An economic perspective on spiritual development and growth

During the 1980’s evangelicals embarked on the church growth movement in an attempt to apply social sciences to achieve growing numbers of Christians and churches. The idea was controversial from the start, but the church growth movement had a huge impact that continues to reverberate. Although many have pushed back against the emphasis on numbers, countering with the need for qualitative growth as well, and the term “church growth” is no longer in vogue, the legacy of the church growth movement is a continuing urgency to foster and guide Christian movements of conversion and institutional expansion.

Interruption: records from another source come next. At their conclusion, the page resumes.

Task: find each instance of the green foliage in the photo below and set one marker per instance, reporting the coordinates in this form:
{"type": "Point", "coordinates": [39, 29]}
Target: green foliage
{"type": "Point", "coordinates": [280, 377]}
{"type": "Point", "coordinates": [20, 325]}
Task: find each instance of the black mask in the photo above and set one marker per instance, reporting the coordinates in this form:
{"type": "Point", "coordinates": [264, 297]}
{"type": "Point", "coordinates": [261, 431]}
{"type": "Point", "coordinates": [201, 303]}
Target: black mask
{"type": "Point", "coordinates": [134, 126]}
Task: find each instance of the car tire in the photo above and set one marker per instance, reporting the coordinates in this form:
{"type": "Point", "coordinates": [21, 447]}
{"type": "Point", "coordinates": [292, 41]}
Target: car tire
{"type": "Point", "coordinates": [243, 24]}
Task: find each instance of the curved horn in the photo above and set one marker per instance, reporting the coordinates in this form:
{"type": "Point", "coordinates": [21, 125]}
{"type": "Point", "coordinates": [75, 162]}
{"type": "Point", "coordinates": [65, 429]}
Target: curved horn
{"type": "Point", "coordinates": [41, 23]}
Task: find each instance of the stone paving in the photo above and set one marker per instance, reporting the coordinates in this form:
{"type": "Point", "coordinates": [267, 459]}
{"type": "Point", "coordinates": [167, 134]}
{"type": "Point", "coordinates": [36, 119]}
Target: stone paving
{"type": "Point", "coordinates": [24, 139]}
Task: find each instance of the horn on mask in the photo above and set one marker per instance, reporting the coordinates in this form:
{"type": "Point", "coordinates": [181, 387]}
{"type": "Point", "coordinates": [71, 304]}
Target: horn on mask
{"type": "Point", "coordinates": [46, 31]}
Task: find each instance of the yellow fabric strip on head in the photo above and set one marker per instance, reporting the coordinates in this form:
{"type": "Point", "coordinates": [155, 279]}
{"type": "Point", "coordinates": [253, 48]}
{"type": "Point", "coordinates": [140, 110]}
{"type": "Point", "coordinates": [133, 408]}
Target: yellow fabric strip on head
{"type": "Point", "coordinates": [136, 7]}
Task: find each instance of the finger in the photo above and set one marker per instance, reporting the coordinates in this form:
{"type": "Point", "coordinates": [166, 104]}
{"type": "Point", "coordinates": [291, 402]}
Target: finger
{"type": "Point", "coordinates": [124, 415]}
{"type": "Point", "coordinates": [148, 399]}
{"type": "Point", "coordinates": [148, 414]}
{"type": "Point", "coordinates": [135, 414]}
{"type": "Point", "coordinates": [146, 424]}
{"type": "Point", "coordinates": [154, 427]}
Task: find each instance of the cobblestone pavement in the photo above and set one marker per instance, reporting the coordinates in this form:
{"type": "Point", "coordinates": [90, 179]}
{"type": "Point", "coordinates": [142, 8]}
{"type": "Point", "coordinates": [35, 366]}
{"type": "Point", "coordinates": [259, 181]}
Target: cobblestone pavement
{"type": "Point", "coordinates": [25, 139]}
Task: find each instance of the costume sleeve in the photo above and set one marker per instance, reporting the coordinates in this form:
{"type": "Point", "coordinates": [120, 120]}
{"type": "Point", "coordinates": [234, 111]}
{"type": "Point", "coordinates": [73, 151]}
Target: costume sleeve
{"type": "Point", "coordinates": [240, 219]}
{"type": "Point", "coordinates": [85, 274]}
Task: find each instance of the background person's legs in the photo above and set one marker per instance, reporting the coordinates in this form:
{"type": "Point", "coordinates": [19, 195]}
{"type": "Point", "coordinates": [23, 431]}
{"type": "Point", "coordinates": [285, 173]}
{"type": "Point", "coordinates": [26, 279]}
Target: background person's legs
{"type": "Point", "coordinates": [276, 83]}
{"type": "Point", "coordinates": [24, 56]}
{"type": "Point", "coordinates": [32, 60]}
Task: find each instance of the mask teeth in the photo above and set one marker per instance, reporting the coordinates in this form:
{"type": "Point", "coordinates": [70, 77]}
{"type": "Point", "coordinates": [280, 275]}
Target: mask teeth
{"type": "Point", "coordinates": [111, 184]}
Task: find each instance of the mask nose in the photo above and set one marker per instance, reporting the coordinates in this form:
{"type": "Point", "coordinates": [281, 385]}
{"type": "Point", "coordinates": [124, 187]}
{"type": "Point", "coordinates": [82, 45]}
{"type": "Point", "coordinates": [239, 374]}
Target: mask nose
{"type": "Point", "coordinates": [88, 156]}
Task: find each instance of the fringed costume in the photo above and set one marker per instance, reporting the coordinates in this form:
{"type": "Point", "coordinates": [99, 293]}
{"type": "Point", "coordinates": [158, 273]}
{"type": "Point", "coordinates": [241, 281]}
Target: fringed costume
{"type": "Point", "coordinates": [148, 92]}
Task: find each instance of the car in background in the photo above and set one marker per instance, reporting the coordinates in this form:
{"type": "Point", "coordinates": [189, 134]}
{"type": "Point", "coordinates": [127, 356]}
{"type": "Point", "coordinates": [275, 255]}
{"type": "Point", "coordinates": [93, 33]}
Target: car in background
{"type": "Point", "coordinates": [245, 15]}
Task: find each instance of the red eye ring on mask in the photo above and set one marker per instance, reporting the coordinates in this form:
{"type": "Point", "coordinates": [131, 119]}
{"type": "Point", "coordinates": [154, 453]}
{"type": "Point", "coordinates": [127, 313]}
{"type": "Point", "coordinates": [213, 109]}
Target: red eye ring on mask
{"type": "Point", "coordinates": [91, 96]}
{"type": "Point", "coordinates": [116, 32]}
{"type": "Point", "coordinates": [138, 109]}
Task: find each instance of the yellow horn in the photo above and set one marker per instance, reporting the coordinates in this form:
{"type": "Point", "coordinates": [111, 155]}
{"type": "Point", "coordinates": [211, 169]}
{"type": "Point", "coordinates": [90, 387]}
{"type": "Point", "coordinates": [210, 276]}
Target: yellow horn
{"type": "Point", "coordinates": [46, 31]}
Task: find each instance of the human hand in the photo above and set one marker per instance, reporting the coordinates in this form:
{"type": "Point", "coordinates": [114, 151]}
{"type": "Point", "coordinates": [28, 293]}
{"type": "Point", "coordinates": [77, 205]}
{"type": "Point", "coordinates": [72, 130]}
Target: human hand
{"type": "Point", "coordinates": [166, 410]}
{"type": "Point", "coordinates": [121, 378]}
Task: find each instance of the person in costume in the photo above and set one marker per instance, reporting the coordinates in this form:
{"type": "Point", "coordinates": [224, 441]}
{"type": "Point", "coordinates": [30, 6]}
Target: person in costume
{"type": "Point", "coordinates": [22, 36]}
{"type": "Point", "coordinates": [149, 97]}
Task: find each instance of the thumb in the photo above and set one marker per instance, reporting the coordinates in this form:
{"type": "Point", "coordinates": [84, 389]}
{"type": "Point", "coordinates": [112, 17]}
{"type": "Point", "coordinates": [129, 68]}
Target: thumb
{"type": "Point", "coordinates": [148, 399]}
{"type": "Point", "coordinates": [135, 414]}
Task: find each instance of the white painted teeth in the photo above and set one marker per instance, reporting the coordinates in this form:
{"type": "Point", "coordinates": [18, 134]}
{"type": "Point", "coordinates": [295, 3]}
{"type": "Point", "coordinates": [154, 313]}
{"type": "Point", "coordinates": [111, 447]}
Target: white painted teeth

Today I was reading an economist writing about development theory, and I was struck by the parallels between people who want to promote and control growth — whether economic or spiritual — on a large scale. William Easterly writes on “The Anarchy of Success“:

Humans are suckers for finding patterns where none really exist, like seeing the shapes of lions and giraffes in the clouds. It wasn’t that economists had no explanations of what causes growth. On the contrary, we had too many. One survey of the field counted no fewer than 145 separate factors that had been found to be associated with growth. But most of these patterns were spurious, because they failed to hold up when other researchers tried to replicate them. Economists can say something useful about economic success, but we have to clear away a lot of false overconfidence before we get to that point.


Growth and development whether in spiritual or economic terms has been thoroughly studied and we have principles and formulas up the yin yang, but are we the wiser for all the research and theorizing? Does real change, whether in spiritual or economic terms, come from engagement with people in the grit, decisions, and paradoxes of real life? If so, what we need is not endless futile and misguided attempts to control the process but more freedom and opportunity for growth to emerge from below (whether economic or spiritual).

Easterly finishes,

Perhaps prosperity is not after all designed from above; perhaps it emerges from below, from the independent actions of many individuals who figure out their own paths.


Here is a different version of this quote in my words as a follower of Jesus,

Perhaps the growth of God’s people in the world is not designed or controlled by people in supposed positions of influence; perhaps it emerges from below, from the actions of many individuals who figure out their own paths in concert with the Spirit of God working in them.